Have an interesting error design scenario I have been struggling with working on the encoding stuff. To set the stage, I am working on decoders which are reading bytes and putting them into some structures. Decoders are generally more complicated than encoders, because there are more failure scenarios. Inefficient data, malformed data, invalid data, protocol violations, resource limits…all of these just doesn’t happen when encoding. And these error variants can be unique per-decoder type, so it is tough to just enumerate a handful.
When decoding, especially for the bitcoin domain, we are often composing decoders together. A header decoder is made up of six inner decoders, which are composed of other more primitive decoders (e.g. “4 byte array decoder”). So what is the type of error returned by that high level header decoder? Technically it is a large enumeration of all the inner decoder error types. If there are only two inner decoders, the error type is an enum of the first error and the second error.
pub enum Either<L, R> {
First(L),
Second(R),
}
A sum type which enumerates two error conditions.
As the decoder nesting gets more complex, the type of the error gets more complex.
type Decoder2Error = Either<ArrayError, NetworkError>;
type Decoder4Error = Either<
Either<ArrayError, NetworkError>,
Either<ParseError, ValidationError>
>;
type Decoder6Error = Either<
Either<Either<ArrayError, NetworkError>, ParseError>,
Either<Either<ValidationError, FormatError>, IoError>
>;
Either
’s everywhere.
These are a pain to name, but also a pain for a caller to handle.
match nested {
Either::First(Either::First(array_err)) => handle_array_error(array_err),
Either::First(Either::Second(net_err)) => handle_network_error(net_err),
Either::Second(Either::First(parse_err)) => handle_parse_error(parse_err),
Either::Second(Either::Second(val_err)) => handle_validation_error(val_err),
}
Handling nested error types.
So are there any other options? The Decoder
trait has an associated error type, and this makes sense, it would be kind of weird to make decoder generic across an error type Decoder<E>
. If this was the case, a decodable type could have multiple decoder implementations, each with its own error. This is clearly not what we want to model. How can we compose decoders, but keep the simple Decoder
trait?
Another option is to just shed information and have composed decoders return some sort of CompositeError
. The decoder implementation maps inner errors to it, so the caller only has to deal with one error type now. A static amount of information could be in the error type, like maybe the index of the inner decoder which failed and a display string. The caller’s interface is simpler, but might be more difficult to debug failure scenarios of complex decoders. The caller might want to act on the failure as well, for example if more data or a large buffer is required. Preferably this is still captured in the type system instead of shoved into a string.

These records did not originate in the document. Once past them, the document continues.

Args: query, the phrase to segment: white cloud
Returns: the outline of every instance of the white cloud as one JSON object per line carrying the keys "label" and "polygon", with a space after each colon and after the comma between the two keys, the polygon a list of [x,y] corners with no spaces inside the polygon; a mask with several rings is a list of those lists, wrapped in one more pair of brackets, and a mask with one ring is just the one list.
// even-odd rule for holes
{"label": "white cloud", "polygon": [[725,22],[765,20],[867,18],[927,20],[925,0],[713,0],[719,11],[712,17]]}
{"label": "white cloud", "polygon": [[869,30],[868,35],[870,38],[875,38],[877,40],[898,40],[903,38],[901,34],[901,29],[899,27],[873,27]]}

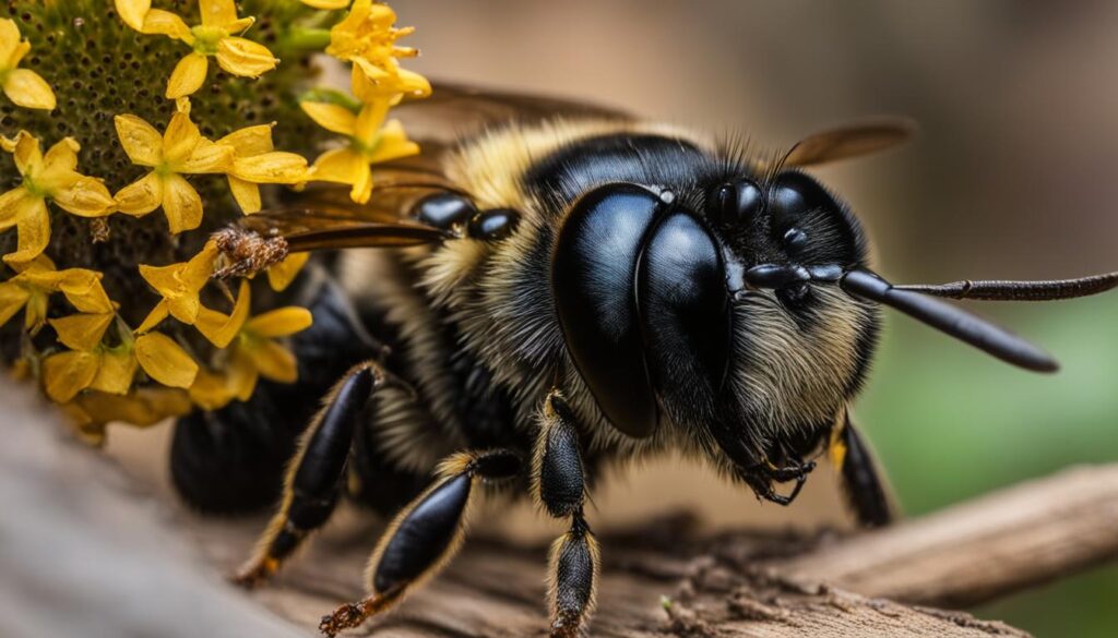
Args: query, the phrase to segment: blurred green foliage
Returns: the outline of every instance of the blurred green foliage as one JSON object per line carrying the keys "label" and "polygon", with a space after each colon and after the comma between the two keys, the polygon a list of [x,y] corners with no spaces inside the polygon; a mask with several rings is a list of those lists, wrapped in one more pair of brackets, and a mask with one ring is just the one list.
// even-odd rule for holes
{"label": "blurred green foliage", "polygon": [[[970,307],[1044,345],[1062,369],[1024,372],[890,313],[858,417],[908,515],[1118,460],[1118,295]],[[1036,636],[1109,638],[1116,602],[1118,569],[1108,568],[974,611]]]}

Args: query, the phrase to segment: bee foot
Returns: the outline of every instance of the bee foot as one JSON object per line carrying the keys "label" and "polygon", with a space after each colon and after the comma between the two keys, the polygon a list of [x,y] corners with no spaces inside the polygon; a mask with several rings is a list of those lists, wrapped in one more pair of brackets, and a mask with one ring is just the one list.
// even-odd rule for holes
{"label": "bee foot", "polygon": [[370,616],[382,611],[391,600],[379,594],[372,594],[359,602],[348,602],[334,610],[330,616],[323,616],[319,622],[319,631],[333,638],[339,631],[352,629],[364,622]]}

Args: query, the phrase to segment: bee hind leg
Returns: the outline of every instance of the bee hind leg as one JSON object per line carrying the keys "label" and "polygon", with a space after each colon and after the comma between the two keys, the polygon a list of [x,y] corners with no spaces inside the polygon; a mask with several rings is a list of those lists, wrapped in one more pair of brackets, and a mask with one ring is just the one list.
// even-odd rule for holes
{"label": "bee hind leg", "polygon": [[344,488],[345,469],[361,412],[386,375],[375,362],[358,364],[334,387],[314,417],[284,480],[283,501],[256,552],[233,577],[245,587],[260,584],[333,514]]}
{"label": "bee hind leg", "polygon": [[550,635],[574,638],[594,611],[601,559],[582,515],[586,475],[575,417],[558,390],[544,400],[541,421],[532,491],[548,514],[570,520],[570,531],[555,542],[549,556]]}
{"label": "bee hind leg", "polygon": [[462,546],[470,501],[480,480],[502,480],[521,472],[509,450],[465,451],[439,465],[438,478],[404,508],[369,559],[369,596],[324,616],[319,630],[334,636],[387,611],[440,570]]}

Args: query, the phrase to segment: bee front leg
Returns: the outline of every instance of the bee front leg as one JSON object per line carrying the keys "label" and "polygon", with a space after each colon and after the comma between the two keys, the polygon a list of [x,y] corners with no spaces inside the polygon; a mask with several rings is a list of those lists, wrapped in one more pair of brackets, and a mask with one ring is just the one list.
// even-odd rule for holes
{"label": "bee front leg", "polygon": [[479,480],[501,480],[521,472],[509,450],[458,453],[444,460],[438,478],[404,508],[369,559],[369,596],[324,616],[319,630],[334,636],[381,613],[433,577],[462,546],[470,501]]}
{"label": "bee front leg", "polygon": [[849,411],[831,431],[828,450],[832,464],[842,476],[846,502],[859,524],[880,527],[891,523],[896,507],[889,488],[873,459],[873,450],[854,428]]}
{"label": "bee front leg", "polygon": [[235,583],[255,587],[271,578],[333,514],[361,411],[385,379],[378,364],[362,363],[328,394],[325,408],[314,417],[287,470],[280,510],[253,558],[234,575]]}
{"label": "bee front leg", "polygon": [[598,543],[582,516],[586,474],[575,417],[558,390],[543,402],[542,429],[536,444],[532,489],[548,514],[570,518],[570,531],[551,546],[548,607],[551,637],[578,636],[594,610]]}

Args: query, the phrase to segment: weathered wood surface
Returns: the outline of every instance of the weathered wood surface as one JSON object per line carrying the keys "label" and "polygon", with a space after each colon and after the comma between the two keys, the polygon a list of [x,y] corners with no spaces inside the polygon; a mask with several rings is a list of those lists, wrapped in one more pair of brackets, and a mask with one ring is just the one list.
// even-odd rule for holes
{"label": "weathered wood surface", "polygon": [[[271,587],[224,575],[262,520],[212,521],[153,497],[0,387],[0,636],[313,636],[361,594],[379,527],[324,534]],[[889,530],[702,536],[686,516],[603,539],[593,636],[1024,636],[917,604],[969,603],[1118,554],[1118,467],[1070,470]],[[546,636],[546,547],[473,537],[440,578],[353,632]],[[859,593],[855,593],[859,592]],[[891,601],[887,599],[896,599]]]}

Some information could be brought back into the picture by hanging on to the source errors. If you keep things generic though, you get back to super-huge-nested-type. So it might be a use case for dynamic dispatch, where the composite holds the source behind a Box<dyn Error>
. A big upside here is that it could hook into rust’s existing error conventions and impl Error::source
to build the nested type for debugging. The dynamic dispatch always brings a few corner cases to the table. In this case, Box
is only available if alloc
is enabled, and Error
is only there if std
is enabled. This matters in no_std compliant crate like in rust-bitcoin.
Maybe to look at it another way, some caller knows they are using decoders which only use three different error variants. So their composite decoder should just be an enum with three variants, I don’t think the “level” of where the error occurred is really all that helpful beyond a debug message. The caller could define this enum and some converters for the inner decoder (although that might get stick with coherence rules). This becomes a “Composite Decoder which Return This Error” type. The Composite Decoder is generic, not the Decoder trait. But since the error type is never actually held onto at any point by the Composite Decoder, some PhantomData is required to tag the type.
struct CompositeDecoder<E> {
_phantom: PhantomData<E>,
}
impl<E> Decode for CompositeDecoder<E>
// Make sure inner errors can be converted into composite error.
where
E: From<ArrayError>,
{
type Error = E;
}
Connecting a PhantomData
held generic to the associated type.
I am not sure it is possible to get around having to name the inner error types, in which case, very limiting on the caller since they can’t really define their own composite error type.